When Pro is worth waiting for (deep reasoning, long context)
Hold for Pro when the task is genuinely reasoning-bound and latency-tolerant: deep analytical chains, very long context where recall quality matters more than speed, problems where a wrong answer costs more than a slow one. I want to be careful here — I’m describing the intended role of a Pro tier, because I can’t benchmark a model I haven’t run. If Flash already clears your accuracy bar in testing, waiting for Pro buys you nothing but a bigger bill.
Fallback patterns across tiers
The pattern I’d build today: default to Flash, keep a cheaper route (Flash-Lite or 2.5 Flash) for extractive and routing tasks, and leave a config slot for Pro you can flip when it lands and after you’ve eval’d it. Don’t hardcode a single model. The 3.5 release just proved the hierarchy can flip in a quarter — your routing layer should treat model choice as a variable, not a constant.
Where Gemini 3.5 fits in a multimodal generation stack
If you’re building anything that touches image or video output, this section is the one that saves you a wrong architecture.

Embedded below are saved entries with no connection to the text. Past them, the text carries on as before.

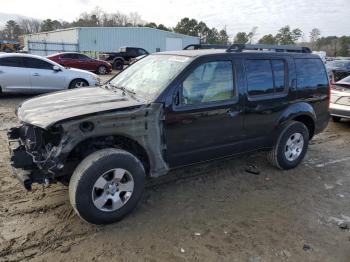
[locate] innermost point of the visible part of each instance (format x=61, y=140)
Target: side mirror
x=176, y=98
x=56, y=68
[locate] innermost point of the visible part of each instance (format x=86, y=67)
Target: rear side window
x=278, y=69
x=37, y=63
x=11, y=61
x=310, y=73
x=209, y=82
x=265, y=76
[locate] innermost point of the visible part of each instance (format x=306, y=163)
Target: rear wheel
x=106, y=186
x=102, y=70
x=118, y=64
x=336, y=119
x=78, y=83
x=291, y=146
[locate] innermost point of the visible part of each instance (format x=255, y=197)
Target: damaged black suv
x=170, y=110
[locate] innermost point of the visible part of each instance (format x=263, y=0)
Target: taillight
x=329, y=97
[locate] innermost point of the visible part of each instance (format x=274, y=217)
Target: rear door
x=42, y=76
x=70, y=60
x=13, y=76
x=205, y=121
x=269, y=81
x=85, y=62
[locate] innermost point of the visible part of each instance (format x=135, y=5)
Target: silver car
x=23, y=73
x=340, y=99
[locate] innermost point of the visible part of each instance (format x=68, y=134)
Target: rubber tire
x=98, y=70
x=336, y=119
x=277, y=157
x=89, y=170
x=74, y=82
x=118, y=64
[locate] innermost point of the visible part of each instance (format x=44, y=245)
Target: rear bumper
x=340, y=110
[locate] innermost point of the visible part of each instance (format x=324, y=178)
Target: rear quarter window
x=310, y=73
x=13, y=61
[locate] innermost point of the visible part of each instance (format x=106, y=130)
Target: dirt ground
x=214, y=212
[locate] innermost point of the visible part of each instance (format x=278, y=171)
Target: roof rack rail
x=205, y=46
x=273, y=48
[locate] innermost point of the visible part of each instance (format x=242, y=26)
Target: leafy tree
x=50, y=25
x=29, y=26
x=314, y=35
x=223, y=37
x=12, y=30
x=286, y=36
x=344, y=46
x=163, y=27
x=251, y=35
x=187, y=26
x=267, y=40
x=241, y=38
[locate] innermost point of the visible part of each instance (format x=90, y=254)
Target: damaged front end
x=31, y=149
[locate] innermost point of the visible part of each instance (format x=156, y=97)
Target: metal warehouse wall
x=47, y=43
x=65, y=35
x=110, y=39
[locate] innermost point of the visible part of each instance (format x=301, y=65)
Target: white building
x=105, y=39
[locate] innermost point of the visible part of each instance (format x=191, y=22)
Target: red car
x=80, y=61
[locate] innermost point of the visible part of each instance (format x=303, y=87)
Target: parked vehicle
x=205, y=46
x=123, y=57
x=340, y=99
x=30, y=74
x=9, y=46
x=338, y=69
x=166, y=111
x=80, y=61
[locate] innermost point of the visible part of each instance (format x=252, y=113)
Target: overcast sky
x=332, y=17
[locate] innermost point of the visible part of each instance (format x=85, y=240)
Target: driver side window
x=209, y=82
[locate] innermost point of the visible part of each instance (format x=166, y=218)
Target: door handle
x=233, y=113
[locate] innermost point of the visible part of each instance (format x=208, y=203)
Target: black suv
x=124, y=56
x=170, y=110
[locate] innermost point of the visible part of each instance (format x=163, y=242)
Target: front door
x=14, y=77
x=205, y=121
x=42, y=76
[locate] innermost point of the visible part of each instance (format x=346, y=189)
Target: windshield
x=148, y=77
x=346, y=80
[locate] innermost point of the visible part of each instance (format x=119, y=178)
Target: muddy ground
x=215, y=212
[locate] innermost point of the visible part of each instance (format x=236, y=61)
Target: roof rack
x=272, y=48
x=205, y=46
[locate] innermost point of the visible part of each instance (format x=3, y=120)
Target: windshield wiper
x=125, y=90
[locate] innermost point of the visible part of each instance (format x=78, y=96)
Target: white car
x=23, y=73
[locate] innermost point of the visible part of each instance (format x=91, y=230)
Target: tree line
x=333, y=45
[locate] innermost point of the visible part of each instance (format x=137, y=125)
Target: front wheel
x=118, y=65
x=291, y=146
x=102, y=70
x=106, y=186
x=336, y=119
x=77, y=83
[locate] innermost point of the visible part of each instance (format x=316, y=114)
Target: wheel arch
x=87, y=146
x=301, y=112
x=78, y=78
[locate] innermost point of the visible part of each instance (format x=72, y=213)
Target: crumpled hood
x=46, y=110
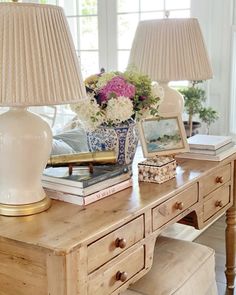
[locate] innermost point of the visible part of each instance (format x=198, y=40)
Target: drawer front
x=218, y=178
x=216, y=201
x=173, y=207
x=101, y=283
x=115, y=243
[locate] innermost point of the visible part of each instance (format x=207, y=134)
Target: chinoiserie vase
x=122, y=138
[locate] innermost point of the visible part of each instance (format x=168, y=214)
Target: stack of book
x=209, y=147
x=83, y=187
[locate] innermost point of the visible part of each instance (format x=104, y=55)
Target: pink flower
x=116, y=86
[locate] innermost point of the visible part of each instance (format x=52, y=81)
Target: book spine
x=105, y=176
x=78, y=200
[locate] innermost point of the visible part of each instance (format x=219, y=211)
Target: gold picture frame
x=163, y=136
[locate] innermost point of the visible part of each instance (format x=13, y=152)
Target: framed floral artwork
x=163, y=136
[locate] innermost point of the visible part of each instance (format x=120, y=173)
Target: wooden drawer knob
x=121, y=276
x=219, y=204
x=179, y=205
x=120, y=243
x=219, y=179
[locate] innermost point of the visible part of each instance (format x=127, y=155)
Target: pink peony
x=117, y=86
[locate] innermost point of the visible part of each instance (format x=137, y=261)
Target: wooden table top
x=66, y=226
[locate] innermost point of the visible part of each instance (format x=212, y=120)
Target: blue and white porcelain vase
x=122, y=138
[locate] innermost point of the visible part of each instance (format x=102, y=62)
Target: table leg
x=230, y=239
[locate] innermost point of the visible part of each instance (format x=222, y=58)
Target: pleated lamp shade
x=38, y=66
x=171, y=50
x=38, y=62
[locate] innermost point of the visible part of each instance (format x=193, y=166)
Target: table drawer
x=214, y=180
x=216, y=201
x=173, y=207
x=107, y=281
x=115, y=243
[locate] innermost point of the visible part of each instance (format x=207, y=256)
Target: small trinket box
x=157, y=169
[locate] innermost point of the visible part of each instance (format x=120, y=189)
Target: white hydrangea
x=157, y=91
x=119, y=109
x=89, y=113
x=102, y=81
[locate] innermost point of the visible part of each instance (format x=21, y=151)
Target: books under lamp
x=39, y=67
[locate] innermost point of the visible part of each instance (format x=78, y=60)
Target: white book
x=208, y=142
x=80, y=200
x=87, y=190
x=219, y=157
x=212, y=152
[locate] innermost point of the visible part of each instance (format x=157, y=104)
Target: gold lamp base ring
x=24, y=210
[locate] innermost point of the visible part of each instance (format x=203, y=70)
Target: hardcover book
x=85, y=200
x=212, y=152
x=72, y=189
x=219, y=157
x=208, y=142
x=81, y=176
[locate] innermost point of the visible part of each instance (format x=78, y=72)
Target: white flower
x=119, y=109
x=89, y=113
x=102, y=81
x=157, y=91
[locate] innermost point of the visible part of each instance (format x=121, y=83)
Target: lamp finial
x=167, y=13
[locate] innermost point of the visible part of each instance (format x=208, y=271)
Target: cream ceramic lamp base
x=173, y=101
x=25, y=145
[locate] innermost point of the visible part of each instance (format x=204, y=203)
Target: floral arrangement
x=118, y=97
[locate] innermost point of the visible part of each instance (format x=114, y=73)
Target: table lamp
x=170, y=50
x=38, y=66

Decision layer vs. execution layer separation
3.5 Flash is a decision layer, not an execution layer for media. It reasons, plans, calls tools, parses inputs across modalities, and decides what should happen. It does not render the pixels or the frames. Keep those two jobs separate in your architecture: let Gemini 3.5 handle the routing, prompting, and quality judgment; let a dedicated generation model do the producing. Collapsing them is how you end up asking a text-output model to make a video and wondering why it can’t.
Pairing Gemini 3.5 with image / video generation models
The clean pattern: Gemini 3.5 ingests the brief, the reference image, the audio track — whatever the input mix is — reasons about what to generate, and emits structured instructions or prompts. A generation model downstream takes those and produces the asset.
FAQ

When is Gemini 3.5 Pro available?
June 2026, per Google’s I/O announcement. No exact date has been published yet. It remains in internal testing.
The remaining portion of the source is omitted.